Microrna profiling analysis of differences between the melanoma of young adults and older adults
- Equal contributors
1 Department of Dermatology, University of Pittsburgh School of Medicine, Pittsburgh, Pennsylvania, USA
2 Department of Pathology, University of Pittsburgh School of Medicine, Pittsburgh, Pennsylvania, USA
3 Life Technologies, Carlsbad, California, USA
4 University of Pittsburgh Cancer Institute, Division of Hematology-Oncology Hillman Cancer Center, Pittsburgh, Pennsylvania, USA
Journal of Translational Medicine 2010, 8:27 doi:10.1186/1479-5876-8-27Published: 19 March 2010
This study represents the first attempt to perform a profiling analysis of the intergenerational differences in the microRNAs (miRNAs) of primary cutaneous melanocytic neoplasms in young adult and older age groups. The data emphasize the importance of these master regulators in the transcriptional machinery of melanocytic neoplasms and suggest that differential levels of expressions of these miRs may contribute to differences in phenotypic and pathologic presentation of melanocytic neoplasms at different ages.
An exploratory miRNA analysis of 666 miRs by low density microRNA arrays was conducted on formalin fixed and paraffin embedded tissues (FFPE) from 10 older adults and 10 young adults including conventional melanoma and melanocytic neoplasms of uncertain biological significance. Age-matched benign melanocytic nevi were used as controls.

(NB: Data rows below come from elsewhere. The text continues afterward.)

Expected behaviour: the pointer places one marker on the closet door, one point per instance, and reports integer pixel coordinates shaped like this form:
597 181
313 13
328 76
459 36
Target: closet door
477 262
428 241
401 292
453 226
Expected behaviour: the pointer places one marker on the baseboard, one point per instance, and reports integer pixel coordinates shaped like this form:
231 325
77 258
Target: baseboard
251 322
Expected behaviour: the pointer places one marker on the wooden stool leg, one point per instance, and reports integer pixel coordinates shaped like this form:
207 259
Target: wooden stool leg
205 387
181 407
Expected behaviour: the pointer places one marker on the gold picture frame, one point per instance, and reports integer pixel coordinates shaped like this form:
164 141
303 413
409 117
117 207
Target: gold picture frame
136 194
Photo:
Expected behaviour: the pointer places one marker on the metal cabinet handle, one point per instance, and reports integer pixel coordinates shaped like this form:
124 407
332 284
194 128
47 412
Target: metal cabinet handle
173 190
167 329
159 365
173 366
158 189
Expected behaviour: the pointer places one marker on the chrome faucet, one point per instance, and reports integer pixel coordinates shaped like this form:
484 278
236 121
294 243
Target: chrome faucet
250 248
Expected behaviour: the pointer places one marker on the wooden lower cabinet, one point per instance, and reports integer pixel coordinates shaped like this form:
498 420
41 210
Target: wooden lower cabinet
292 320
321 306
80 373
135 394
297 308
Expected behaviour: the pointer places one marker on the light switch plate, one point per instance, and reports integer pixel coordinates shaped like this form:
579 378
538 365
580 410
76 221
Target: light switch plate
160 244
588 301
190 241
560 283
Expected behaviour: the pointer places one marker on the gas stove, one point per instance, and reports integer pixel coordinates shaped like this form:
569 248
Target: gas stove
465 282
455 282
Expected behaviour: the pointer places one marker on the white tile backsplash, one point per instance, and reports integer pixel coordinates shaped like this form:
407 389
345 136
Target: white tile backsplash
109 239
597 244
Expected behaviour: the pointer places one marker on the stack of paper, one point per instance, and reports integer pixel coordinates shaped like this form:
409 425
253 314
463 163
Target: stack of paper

Primary melanoma in patients greater than 60 years old was characterized by the increased expression of miRs regulating TLR-MyD88-NF-kappaB pathway (hsa-miR-199a), RAS/RAB22A pathway (hsa-miR-204); growth differentiation and migration (hsa-miR337), epithelial mesenchymal transition (EMT) (let-7b, hsa-miR-10b/10b*), invasion and metastasis (hsa-miR-10b/10b*), hsa-miR-30a/e*, hsa-miR-29c*; cellular matrix components (hsa-miR-29c*); invasion-cytokinesis (hsa-miR-99b*) compared to melanoma of younger patients. MiR-211 was dramatically downregulated compared to nevi controls, decreased with increasing age and was among the miRs linked to metastatic processes. Melanoma in young adult patients had increased expression of hsa-miR-449a and decreased expression of hsa-miR-146b, hsa-miR-214*. MiR-30a* in clinical stages I-II adult and pediatric melanoma could predict classification of melanoma tissue in the two extremes of age groups. Although the number of cases is small, positive lymph node status in the two age groups was characterized by the statistically significant expression of hsa-miR-30a* and hsa-miR-204 (F-test, p-value < 0.001).
Our findings, although preliminary, support the notion that the differential biology of melanoma at the extremes of age is driven, in part, by deregulation of microRNA expression and by fine tuning of miRs that are already known to regulate cell cycle, inflammation, Epithelial-Mesenchymal Transition (EMT)/stroma and more specifically genes known to be altered in melanoma. Our analysis reveals that miR expression differences create unique patterns of frequently affected biological processes that clearly distinguish old age from young age melanomas. This is a novel characterization of the miRnomes of melanocytic neoplasms at two extremes of age and identifies potential diagnostic and clinico-pathologic biomarkers that may serve as novel miR-based targeted modalities in melanoma diagnosis and treatment.